All the better for him if that was the end of it. No use wasting time struggling to bat down his growing attraction to the woman if he held no appeal for her in the first place.
And then he stopped, mid swing, his feet planted firmly on the carpeted floor, and his hands grabbed his desk as he realised what Ben had unwittingly revealed. The one detail that made all of the above possibilities irrelevant.
He was the reason behind Holly’s whole husband hunt.
‘That’s great Holly! What a coup,’ Beth said over the phone later that night. ‘And you’ll love Ana.’
‘Please tell me you can come.’
‘Of course. Unless the baby makes other plans we’ll be there with bells on.’
‘Bells will not be necessary. Evening wear will be fine.’
Holly sat on her bed in her shortie pyjamas and thick socks, assuming the lotus position. She held the cordless phone to her ear, and rocked her neck back and forth easing out the niggling Monday-itis tensions.
‘Ben tells me you cancelled on two of your hopefuls on the weekend.’
‘Hmm. I needed a break.’
‘Really? No other reason? No one take your fancy yet from the hundreds Ben has supplied?’
Holly heard the doubt in Beth’s voice loud and clear. ‘No one.’
‘Not even Jacob?’
‘Beth—’
‘Come on, Holly. If it weren’t for Ben I would grab the man with both hands and not let him go. He’s the catch to end all catches.’
‘You would not. He’s so not your type.’ ‘Then whose is he?’
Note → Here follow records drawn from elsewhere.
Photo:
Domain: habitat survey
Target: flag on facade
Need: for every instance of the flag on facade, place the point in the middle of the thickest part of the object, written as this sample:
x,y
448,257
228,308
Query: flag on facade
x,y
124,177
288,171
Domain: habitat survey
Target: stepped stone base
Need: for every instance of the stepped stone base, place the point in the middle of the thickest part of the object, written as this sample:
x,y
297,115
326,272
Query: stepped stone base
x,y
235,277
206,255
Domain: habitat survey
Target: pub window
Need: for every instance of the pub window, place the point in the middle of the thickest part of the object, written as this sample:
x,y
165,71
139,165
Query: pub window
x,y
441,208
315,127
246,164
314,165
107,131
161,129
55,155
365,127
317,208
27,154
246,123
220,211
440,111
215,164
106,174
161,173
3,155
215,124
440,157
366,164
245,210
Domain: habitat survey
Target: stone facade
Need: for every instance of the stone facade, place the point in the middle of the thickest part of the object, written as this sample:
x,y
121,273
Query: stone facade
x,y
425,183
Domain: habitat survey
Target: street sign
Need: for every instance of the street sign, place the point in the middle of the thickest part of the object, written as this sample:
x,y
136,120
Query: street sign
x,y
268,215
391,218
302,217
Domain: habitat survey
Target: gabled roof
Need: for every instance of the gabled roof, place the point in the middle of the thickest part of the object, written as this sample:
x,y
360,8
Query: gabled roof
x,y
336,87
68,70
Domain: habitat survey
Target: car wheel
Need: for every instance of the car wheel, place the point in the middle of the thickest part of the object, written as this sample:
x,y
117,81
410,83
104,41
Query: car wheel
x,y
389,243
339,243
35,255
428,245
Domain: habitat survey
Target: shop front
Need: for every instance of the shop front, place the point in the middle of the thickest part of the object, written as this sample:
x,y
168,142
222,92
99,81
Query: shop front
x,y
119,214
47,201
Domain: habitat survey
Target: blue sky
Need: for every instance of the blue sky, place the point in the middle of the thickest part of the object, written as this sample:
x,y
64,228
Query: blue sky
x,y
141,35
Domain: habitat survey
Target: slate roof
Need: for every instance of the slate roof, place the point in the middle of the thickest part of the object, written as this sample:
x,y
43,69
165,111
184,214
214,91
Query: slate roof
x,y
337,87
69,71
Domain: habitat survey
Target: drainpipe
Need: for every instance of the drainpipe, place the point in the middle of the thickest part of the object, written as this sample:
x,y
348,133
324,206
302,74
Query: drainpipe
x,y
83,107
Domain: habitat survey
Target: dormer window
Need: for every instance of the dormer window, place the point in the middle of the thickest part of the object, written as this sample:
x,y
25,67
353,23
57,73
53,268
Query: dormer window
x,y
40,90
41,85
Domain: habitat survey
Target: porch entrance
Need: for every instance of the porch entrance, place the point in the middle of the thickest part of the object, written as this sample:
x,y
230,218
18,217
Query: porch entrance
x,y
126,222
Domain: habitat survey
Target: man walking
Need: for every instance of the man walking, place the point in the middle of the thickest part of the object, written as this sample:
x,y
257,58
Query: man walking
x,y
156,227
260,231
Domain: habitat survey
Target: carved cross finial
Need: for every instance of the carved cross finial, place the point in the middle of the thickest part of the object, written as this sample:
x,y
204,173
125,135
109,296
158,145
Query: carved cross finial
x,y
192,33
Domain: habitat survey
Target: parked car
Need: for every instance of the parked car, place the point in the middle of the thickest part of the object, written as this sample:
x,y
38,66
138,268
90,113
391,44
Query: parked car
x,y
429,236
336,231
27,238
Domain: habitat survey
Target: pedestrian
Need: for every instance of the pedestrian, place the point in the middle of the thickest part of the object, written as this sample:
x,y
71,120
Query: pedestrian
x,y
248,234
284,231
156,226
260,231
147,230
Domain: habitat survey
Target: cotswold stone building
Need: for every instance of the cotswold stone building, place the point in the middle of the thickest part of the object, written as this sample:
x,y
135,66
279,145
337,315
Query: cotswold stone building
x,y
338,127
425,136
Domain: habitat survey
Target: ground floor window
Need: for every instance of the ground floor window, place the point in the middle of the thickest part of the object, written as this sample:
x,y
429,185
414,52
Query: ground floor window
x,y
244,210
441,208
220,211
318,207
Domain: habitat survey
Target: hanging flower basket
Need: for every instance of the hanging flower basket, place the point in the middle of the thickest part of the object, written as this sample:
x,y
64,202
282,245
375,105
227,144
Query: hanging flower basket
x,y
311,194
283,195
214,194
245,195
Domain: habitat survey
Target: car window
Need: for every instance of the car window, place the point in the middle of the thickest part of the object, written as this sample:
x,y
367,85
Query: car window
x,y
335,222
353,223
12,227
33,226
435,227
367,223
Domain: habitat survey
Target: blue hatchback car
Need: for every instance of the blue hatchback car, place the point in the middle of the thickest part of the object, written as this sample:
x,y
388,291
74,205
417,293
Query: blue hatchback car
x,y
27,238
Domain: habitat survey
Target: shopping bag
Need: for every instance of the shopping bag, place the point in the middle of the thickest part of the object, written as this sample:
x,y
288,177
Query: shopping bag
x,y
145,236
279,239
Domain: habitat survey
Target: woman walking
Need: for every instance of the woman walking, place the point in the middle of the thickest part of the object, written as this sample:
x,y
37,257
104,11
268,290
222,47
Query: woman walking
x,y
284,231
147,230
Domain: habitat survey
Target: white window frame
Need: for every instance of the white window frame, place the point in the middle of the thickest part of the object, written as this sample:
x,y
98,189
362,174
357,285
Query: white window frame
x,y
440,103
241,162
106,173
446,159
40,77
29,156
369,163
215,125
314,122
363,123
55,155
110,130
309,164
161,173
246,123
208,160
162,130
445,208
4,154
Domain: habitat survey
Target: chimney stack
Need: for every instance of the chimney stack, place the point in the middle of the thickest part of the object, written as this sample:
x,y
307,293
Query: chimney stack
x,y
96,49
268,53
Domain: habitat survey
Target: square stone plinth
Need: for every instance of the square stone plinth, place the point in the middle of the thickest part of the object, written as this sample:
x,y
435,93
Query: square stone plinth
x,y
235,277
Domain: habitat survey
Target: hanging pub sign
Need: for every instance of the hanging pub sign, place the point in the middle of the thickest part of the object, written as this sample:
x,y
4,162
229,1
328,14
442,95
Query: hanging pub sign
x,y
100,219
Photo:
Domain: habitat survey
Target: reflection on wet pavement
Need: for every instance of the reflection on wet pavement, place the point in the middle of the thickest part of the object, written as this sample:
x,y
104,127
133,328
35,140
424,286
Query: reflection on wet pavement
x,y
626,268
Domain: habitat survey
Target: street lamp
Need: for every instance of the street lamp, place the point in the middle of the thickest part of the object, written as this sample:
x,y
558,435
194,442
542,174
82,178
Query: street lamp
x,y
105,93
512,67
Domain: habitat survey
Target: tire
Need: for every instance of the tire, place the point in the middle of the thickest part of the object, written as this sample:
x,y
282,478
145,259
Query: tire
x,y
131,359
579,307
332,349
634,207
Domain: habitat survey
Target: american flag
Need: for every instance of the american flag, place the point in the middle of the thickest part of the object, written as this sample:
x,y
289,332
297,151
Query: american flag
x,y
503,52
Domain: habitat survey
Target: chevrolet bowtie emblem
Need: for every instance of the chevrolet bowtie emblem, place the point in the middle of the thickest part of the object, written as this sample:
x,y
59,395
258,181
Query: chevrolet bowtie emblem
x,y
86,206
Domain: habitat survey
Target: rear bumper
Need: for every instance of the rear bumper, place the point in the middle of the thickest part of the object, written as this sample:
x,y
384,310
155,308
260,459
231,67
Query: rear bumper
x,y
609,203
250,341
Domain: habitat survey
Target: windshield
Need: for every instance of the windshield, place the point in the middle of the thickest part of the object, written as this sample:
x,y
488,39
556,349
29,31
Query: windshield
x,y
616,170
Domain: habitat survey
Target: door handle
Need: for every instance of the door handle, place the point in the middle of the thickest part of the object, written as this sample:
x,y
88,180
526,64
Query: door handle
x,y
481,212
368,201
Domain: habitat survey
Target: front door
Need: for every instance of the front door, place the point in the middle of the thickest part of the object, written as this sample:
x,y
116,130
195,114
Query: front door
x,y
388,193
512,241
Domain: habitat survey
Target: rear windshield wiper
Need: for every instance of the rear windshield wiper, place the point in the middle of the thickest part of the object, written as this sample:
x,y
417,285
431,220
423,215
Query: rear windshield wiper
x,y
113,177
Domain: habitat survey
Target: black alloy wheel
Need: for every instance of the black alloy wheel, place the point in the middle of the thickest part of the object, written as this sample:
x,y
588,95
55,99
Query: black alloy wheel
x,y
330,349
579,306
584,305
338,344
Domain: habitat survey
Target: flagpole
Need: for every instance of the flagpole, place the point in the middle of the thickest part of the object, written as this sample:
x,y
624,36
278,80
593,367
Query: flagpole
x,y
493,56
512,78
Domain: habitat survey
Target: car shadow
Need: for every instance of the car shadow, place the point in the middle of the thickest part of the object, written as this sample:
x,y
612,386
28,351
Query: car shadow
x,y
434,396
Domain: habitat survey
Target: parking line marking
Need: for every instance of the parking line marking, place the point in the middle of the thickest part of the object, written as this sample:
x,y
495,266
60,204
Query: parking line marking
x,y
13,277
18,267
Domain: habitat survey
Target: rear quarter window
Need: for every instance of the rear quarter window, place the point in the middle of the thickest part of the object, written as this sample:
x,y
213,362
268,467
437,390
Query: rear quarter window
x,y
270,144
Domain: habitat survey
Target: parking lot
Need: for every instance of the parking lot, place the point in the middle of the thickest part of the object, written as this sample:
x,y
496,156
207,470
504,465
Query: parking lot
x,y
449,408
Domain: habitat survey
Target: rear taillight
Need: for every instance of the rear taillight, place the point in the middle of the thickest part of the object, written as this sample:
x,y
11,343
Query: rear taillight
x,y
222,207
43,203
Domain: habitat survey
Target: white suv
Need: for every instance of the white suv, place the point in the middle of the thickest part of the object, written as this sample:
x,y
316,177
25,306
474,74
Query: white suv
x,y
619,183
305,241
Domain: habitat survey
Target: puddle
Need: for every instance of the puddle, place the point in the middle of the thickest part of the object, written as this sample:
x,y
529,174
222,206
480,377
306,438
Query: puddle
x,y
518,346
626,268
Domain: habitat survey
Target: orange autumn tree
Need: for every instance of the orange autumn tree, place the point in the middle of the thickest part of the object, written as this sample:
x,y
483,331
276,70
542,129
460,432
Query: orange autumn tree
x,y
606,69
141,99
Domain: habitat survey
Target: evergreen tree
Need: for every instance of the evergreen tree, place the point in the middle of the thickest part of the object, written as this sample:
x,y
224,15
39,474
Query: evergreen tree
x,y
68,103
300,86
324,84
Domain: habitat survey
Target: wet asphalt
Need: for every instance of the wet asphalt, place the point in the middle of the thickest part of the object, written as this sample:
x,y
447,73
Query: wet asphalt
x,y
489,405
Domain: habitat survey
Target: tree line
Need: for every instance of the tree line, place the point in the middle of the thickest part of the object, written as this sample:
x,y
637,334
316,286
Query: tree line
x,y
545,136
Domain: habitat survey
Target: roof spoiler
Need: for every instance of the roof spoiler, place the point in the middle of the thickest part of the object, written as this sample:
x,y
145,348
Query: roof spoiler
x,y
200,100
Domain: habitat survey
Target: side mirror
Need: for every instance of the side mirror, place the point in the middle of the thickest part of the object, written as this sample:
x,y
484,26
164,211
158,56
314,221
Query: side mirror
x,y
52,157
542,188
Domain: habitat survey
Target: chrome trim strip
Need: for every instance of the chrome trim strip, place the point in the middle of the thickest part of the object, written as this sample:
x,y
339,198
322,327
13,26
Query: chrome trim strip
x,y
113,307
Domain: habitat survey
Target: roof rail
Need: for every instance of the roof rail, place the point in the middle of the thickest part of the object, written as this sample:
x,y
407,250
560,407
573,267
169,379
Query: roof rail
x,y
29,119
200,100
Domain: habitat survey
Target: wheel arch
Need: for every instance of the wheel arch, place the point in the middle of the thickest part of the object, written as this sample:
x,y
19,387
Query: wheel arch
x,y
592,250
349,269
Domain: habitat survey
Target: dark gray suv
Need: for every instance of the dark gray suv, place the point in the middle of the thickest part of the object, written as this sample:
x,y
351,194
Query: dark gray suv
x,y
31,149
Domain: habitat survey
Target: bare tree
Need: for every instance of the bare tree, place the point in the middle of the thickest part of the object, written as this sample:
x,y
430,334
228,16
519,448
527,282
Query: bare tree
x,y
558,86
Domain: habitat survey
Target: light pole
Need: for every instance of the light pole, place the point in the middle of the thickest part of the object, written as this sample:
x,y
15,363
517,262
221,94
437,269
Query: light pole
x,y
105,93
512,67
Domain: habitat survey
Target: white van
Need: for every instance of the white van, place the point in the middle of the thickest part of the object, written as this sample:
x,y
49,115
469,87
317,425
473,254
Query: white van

Holly let that one slide. ‘And besides I feel like a movie star doing the talk show circuit. I need to come up with some new material before even I am bored with my funny stories.’ After one final stretch Holly flopped backwards, her arms and legs spread diagonally across the bed.
‘As long as this plan of yours has not fizzled out,’ Beth said.
‘I promise there has been no fizzling.’
‘Good, because I had already decided that my matron of honour dress was going to be bright red, backless and very sparkly. Besides I did up a current star chart and you are primed for a liaison in July. In fact you are so primed you are about to burst. Maybe tarots would help—’
‘No! I draw the line at tarot cards.’
Beth sighed. ‘Fine. What are you doing tonight? Watching TV?’
Alone? Holly felt the inference come through loud and clear. She glanced at the silent TV at the end of her bed. ‘If it weren’t for your Ben we would still be a pair of old spinsters who loved to do nothing more at night than watch Pride and Prejudice and eat home-made caramel popcorn.’
‘That was fun, though, wasn’t it?’
‘The most fun ever. But then Ben found you, and loved you and showed both of us how much better our nights couldbe.’
Holly sighed. She rolled over and scrunched herself into a warm little ball, with the phone cradled under her head. ‘I’ve seen Pride and Prejudice enough times for one woman. You don’t know how lucky you are, Beth. To have someone so decent and strong and dependable.’
Beth laughed. ‘You make Ben sound like a St Bernard!’
Better a St Bernard than a Rottweiler, she thought as images of Jacob Lincoln with his dark hair, clear sharp eyes and his overwhelming personality bombarded her subconscious.
‘Someone like Ben would drive you around the bend,’ Beth said.
‘Hardly—’
‘For example, he keeps his socks, underpants and hankies in the same dresser drawer. You have a separate drawer for each and organise them by colour and fabric with seasonal adjustments.’
‘How will I ever be able to look at Ben again without thinking about his underwear?’
‘Seriously, though, one day you will meet the man for you. A man who puts honey in everything he cooks. A man who will be happy to let you name your first-born son Maximus as you have always wanted, God help the poor child.’
‘I don’t see what is so wrong with the name Maximus. It’s a powerful and masculine name—’
‘Will you stop kidding around and listen to me?’
Duly chastised, Holly shut up and paid attention.
‘What I am saying is the perfect man for you is out there. But believe me he will be nothing like Ben. That’s nothing against my husband. You drive him around the bend just the same.’
‘Thanks.’
And Holly knew then that, though her friends would always be there with a shoulder to lean on, it would in all likelihood fall to her to find someone to love.